BMI View: While it appears that Turkey is responding to industry concerns over its hostile position on GMP inspections, the reality is that accession to PIC/S is still many years off and furthermore, requires mutual recognition treaties between countries to have meaningful impact on pharmaceutical trade. Turkish regulations will continue to stifle market access and discriminate against foreign drugmakers in the medium term.
The state regulatory body on pharmaceuticals in Turkey, the Medicines and Medical Devices Agency (MMDA) officially submitted its application to the Pharmaceutical Inspection Convention and Pharmaceutical Inspection Co-operation Scheme (PIC/S) on Tuesday 14th May. In our previous reporting on Turkey, we highlighted the country's listing as the Foreign Priority Country by PhRMA in its annual report to the office of the US Trade Representative (USTR).
PhRMA has raised the issue of Turkey's policy on recognising GMP certificates repeatedly in the US and in Turkey. Currently, the MMDA requires GMP certificates for drug registration procedures. However, Turkey does not mutually recognise international, ISO-certified GMP certificates unless a firm's domicile country has a mutual recognition treaty for Turkish GMP certificates, which neither the EU nor the US does currently. Therefore, multinational drugmakers must wait for Turkish inspectors to approve their manufacturing facilities before they can register drugs with the MMDA. Given the small number of Turkish inspectors and the massive backlog of inspections to be carried out, this is in effect a de facto ban on imports. This policy carries official Turkish state sanction, as part of the AKP's policy of promoting Turkey as a manufacturing hub and reining in its current account imbalances.
However, given that the average time to accession to PIC/S is between 4-6 years, the impact on the pharmaceutical sector in Turkey will be limited and only realised in the long term. The PIC/S treaty is non-binding and is essentially an informal agreement between regulatory agencies; the FDA and EMA still perform inspections globally and do not mutually recognise inspections from foreign regulatory agencies. However, what PIC/S does enable is facilitate improvements in GMP as the training and knowledge sharing by members facilitates better and quicker inspections.
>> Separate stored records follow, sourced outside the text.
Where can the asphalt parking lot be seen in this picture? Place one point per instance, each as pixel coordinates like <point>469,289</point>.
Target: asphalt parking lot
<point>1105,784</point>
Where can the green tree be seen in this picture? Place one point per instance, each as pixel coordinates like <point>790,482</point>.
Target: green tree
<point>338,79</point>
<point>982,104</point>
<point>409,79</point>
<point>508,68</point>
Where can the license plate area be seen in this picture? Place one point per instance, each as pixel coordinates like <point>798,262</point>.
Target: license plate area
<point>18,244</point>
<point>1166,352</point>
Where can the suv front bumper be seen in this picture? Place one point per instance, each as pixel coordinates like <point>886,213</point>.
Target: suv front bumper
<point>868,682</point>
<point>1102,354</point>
But the lack of a legally binding agreement on mutual recognition means that countries must arrange bilateral mutual recognition treaties within trading blocs or on a one-to-one basis; ASEAN regulatory agencies have agreed to mutually recognise inspections on the basis of PIC/S membership, but have not extended this recognition outside the region.
While on face value, it may seem that Turkey is responding to the industry's concerns over its serious market access barriers, the reality is that any shift away from current policies will take much longer to implement. The MMDA will continue to stifle access of innovative drugs from multinationals onto the Turkish market, and pricing and reimbursement policies will continue to discriminate heavily against foreign drugmakers. Without a radical shift in policy from the cabinet and the Ministry of Health, gestures such as these will do little to improving the operating environment for foreign drugmakers within Turkey.